Phil: "This golf course is a physical hazard to the players. I don't think that that has been very well thought out."
/Another excellent edition of Golf Channel's Pre-Game U.S. Open coverage featured the usual gang (Kann, Pepper, Nobilo, Oosterhuis, Lerner) stepping up to the plate with fresh insights into the field and course, with colorful (literally) reports from Marty Hackel and a fun look inside the Pirates' ballpark.
But it was all highlighted by the Steve Sands interview with an obviously perturbed Phil Mickelson.
One comment from Phil was notable for its honesty and accuracy, the other just a sign of these wacky times.
Sands: You nervous at all...about the wrist?
Mickelson: I'm uncertain whether or not it's going to hold up on some of the shots out of the rough. It's been hurt in this rough before. Yesterday, 5, 6 people got hurt that Jim Weathers had to go work on. I think this golf course is a physical hazard to the players. I don't think that that has been very well thought out. So I think every player should be concerned--not just me--when they hit a shot in the rough.
I know I've shared my bias on this as someone who had a wrist injury and as someone who finds it pitiful that rough is harvested like a crop so grown men can compensate for some mysteriously vacant portion of their golfing soul that believes this torture rewards skill, but isn't there something seriously wrong with the game when antics like rough-on-steroids could impact our national championship and potential damage the well-being of a player and his career?

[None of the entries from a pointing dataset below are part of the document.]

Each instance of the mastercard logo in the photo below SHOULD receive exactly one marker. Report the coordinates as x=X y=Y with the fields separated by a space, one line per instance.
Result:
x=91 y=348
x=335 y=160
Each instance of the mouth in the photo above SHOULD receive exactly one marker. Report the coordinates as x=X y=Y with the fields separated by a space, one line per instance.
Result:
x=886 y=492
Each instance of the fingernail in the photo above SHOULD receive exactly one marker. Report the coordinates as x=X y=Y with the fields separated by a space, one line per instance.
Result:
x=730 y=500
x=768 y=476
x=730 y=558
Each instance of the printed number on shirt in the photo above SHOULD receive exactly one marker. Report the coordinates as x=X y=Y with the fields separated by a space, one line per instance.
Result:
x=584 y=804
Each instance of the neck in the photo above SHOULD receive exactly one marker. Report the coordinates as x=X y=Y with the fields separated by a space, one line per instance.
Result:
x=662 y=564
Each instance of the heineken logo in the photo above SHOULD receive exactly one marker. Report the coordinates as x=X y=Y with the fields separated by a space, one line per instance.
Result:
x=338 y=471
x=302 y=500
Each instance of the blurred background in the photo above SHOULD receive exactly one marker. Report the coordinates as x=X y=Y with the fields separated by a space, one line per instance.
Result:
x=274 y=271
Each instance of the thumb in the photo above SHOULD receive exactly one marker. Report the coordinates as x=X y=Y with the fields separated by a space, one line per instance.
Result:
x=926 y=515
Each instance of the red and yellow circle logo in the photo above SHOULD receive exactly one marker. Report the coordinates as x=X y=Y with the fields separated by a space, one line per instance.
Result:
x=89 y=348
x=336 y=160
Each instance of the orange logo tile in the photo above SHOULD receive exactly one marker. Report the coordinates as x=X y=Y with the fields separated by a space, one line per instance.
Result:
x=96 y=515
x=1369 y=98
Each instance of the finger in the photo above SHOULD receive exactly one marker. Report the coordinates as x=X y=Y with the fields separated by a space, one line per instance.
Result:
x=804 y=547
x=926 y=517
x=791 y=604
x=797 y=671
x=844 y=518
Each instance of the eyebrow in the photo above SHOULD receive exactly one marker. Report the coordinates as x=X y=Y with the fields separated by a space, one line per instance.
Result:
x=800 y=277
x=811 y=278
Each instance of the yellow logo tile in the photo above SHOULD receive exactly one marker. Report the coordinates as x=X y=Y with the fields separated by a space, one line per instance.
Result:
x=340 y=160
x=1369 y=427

Anyway, here's the part where the modern player mentality of having consistent greens throughout the course is a bit hard for me to relate to. Continuing on after his comments about the rough...
Mickelson: This has forced me to prepare on the greens. Pelz and I have been out here on the greens this weekend, I feel like I have a good concept of how the putts break but also the speeds. You know the speeds have fluctuated tremendously from green to green. And I know they're doing the best, but they do the same thing to each green. They cut it the same height, roll it the same for every green. Well that's just ridiculous because you have greens that are high that are more exposed and get more wind and greens that are low that get a lot more moisture, so the fluctuation in the greens have been up to four and half feet from the fastest to the slowest. And so I think guys are going to struggle and I think that on the greens I may have an advantage knowing what the actual green speed is.
I guess this is where I would say to Phil that you knowing the varying speeds of each green is a cool thing and that attempts to make speeds uniform would be more contrived than what's out there now.